Di tengah keseriusannya mencurahkan perhatian dalam dunia pendidikan di Tamansiswa, ia juga


tetap rajin menulis. Namun tema tulisannya beralih dari nuansa politik ke pendidikan dan
kebudayaan berwawasan kebangsaan. Tulisannya berjumlah ratusan buah. Melalui tulisan-tulisan
itulah dia berhasil meletakkan dasar-dasar pendidikan nasional bagi bangsa Indonesia.

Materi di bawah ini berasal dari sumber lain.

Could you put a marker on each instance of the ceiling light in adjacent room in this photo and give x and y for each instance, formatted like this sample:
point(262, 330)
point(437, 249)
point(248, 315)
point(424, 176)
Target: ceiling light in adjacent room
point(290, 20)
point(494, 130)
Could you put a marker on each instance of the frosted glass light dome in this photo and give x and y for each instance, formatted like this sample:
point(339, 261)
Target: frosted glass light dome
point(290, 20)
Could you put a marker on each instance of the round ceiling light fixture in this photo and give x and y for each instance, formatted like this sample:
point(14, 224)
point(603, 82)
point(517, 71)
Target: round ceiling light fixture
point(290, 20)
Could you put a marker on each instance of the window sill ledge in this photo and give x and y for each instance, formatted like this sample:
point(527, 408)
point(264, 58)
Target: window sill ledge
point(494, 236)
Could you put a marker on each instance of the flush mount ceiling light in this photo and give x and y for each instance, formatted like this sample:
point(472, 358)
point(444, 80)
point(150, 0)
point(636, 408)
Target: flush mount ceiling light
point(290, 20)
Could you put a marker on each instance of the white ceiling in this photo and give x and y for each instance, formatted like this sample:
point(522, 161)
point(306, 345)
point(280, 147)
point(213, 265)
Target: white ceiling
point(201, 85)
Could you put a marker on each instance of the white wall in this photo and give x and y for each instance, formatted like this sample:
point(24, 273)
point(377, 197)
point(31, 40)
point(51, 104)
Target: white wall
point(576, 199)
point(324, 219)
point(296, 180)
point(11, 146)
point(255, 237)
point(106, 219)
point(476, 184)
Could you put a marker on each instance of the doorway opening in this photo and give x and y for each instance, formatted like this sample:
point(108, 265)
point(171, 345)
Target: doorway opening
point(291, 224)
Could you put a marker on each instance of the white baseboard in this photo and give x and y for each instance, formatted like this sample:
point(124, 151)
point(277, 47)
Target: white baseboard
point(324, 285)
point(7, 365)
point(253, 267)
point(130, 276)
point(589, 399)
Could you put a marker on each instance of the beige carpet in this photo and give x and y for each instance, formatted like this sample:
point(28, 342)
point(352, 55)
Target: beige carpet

Sementara itu, pada zaman Pendudukan Jepang, kegiatan di bidang politik dan pendidikan tetap
dilanjutkan. Waktu Pemerintah Jepang membentuk Pusat Tenaga Rakyat (Putera) dalam tahun
1943, Ki Hajar duduk sebagai salah seorang pimpinan di samping Ir. Soekarno, Drs. Muhammad
Hatta dan K.H. Mas Mansur.

Setelah zaman kemedekaan, Ki hajar Dewantara pernah menjabat sebagai Menteri Pendidikan,
Pengajaran dan Kebudayaan yang pertama. Nama Ki Hadjar Dewantara bukan saja diabadikan
sebagai seorang tokoh dan pahlawan pendidikan (bapak Pendidikan Nasional) yang tanggal
kelahirannya 2 Mei dijadikan hari Pendidikan Nasional, tetapi juga ditetapkan sebagai Pahlawan
Pergerakan Nasional melalui surat keputusan Presiden RI No.305 Tahun 1959, tanggal 28
November 1959. Penghargaan lain yang diterimanya adalah gelar Doctor Honoris Causa dari
Universitas Gajah Mada pada tahun 1957.

Dua tahun setelah mendapat gelar Doctor Honoris Causa itu, ia meninggal dunia pada tanggal 28
April 1959 di Yogyakarta dan dimakamkan di sana.
Wage Rudolf Supratman (9 Maret[1] 1903, Jatinegara, Jakarta - 17
Agustus 1938, Surabaya) adalah pengarang lagu kebangsaan Indonesia, "Indonesia Raya".
Ayahnya bernama Senen, sersan di Batalyon VIII. Saudara Soepratman berjumlah enam, laki
satu, lainnya perempuan. Salah satunya bernama Roekijem. Pada tahun 1914, Soepratman ikut
Roekijem ke Makassar. Di sana ia disekolahkan dan dibiayai oleh suami Roekijem yang bernama
Willem van Eldik.

Soepratman lalu belajar bahasa Belanda di sekolah malam selama 3 tahun, kemudian
melanjutkannya ke Normaalschool di Makassar sampai selesai. Ketika berumur 20 tahun, lalu
dijadikan guru di Sekolah Angka 2. Dua tahun selanjutnya ia mendapat ijazah Klein Ambtenaar.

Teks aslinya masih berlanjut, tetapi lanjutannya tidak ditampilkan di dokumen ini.